# ReLU as a switch, Associative memory etc

ReLU is a switch:
On=identity function (f(x)=x)=connect.
Off=zero=disconnect.
A ReLU neural network then is a switched composition of dot products (weighted sums.)
The dot product of a number of dot products is still a dot product.

For a particular input vector the state of each switch in the network is known.
The input to each ReLU is composition of dot products that can be condensed down to a single dot product with the input vector. I think that is interesting.

Anyway you can use that understanding of how ReLU neural networks work to make neural networks based on fast transforms like the FFT or Walsh Hadamard transform.

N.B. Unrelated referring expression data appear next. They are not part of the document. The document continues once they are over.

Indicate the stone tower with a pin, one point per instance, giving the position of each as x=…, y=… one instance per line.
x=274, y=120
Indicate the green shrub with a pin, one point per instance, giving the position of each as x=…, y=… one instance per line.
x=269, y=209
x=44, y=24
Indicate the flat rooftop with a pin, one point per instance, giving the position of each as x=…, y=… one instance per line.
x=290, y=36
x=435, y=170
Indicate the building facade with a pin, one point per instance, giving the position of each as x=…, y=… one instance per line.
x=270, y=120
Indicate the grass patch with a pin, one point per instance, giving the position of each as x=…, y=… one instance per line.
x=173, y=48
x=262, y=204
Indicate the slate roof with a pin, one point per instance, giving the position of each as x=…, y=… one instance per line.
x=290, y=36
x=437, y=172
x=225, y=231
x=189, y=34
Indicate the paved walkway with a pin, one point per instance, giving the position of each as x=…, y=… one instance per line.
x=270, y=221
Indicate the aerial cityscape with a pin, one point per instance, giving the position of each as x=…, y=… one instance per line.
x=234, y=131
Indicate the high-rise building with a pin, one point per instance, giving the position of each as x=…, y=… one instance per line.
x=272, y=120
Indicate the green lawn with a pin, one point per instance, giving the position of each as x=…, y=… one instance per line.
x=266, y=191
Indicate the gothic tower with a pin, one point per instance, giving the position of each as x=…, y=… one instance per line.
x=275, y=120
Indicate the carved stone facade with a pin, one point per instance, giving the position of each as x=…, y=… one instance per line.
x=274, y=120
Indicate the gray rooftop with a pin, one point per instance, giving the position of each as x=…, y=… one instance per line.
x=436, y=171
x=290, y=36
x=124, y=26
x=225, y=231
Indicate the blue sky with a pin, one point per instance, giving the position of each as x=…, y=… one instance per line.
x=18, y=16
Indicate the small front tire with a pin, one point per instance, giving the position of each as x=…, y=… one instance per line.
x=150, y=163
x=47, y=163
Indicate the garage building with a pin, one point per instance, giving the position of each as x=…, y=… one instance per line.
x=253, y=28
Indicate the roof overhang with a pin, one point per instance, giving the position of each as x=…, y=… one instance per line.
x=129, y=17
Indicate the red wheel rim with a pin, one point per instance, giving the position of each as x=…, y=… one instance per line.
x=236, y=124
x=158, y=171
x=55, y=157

Associative memory based on hashing:
Hashing products random vectors that in higher dimensional space are approximately orthogonal. The weighted sum can easily be used to associate scalar values with a fixed number of those random vectors.
Using milder forms of hashing such as Locality Sensitive Hash (LHS) or reservoirs (as in reservoir computing) allows you to create a more general form of associative memory. And additional mathematics becomes relevant, the variance equation for linear combinations of random variables and the central limit theorem.

1 Like

Thanks for sharing your thoughts on this, it is indeed very interesting! I just wrote an ALife combining Fixed Filter Bank (fast transform) neural nets with associative memory. Which makes a Neural Turing Machine.
The example problems are not so great and not so well coded. The neural network and associative memory code are okay though. I did test them.
I’ll try to find other suitable problems for small Neural Turing Machines.
https://discourse.processing.org/t/artificial-life/19741

I found this paper on Butterfly Neural Networks:
https://arxiv.org/abs/1906.02256
They use the FFT (WHT) butterfly operator to reduce the computational cost of neural networks.
Conventional neural networks need n*n multiply-adds per layer where n is the width of the network. That is very time consuming and may be an inefficient use of weight parameters.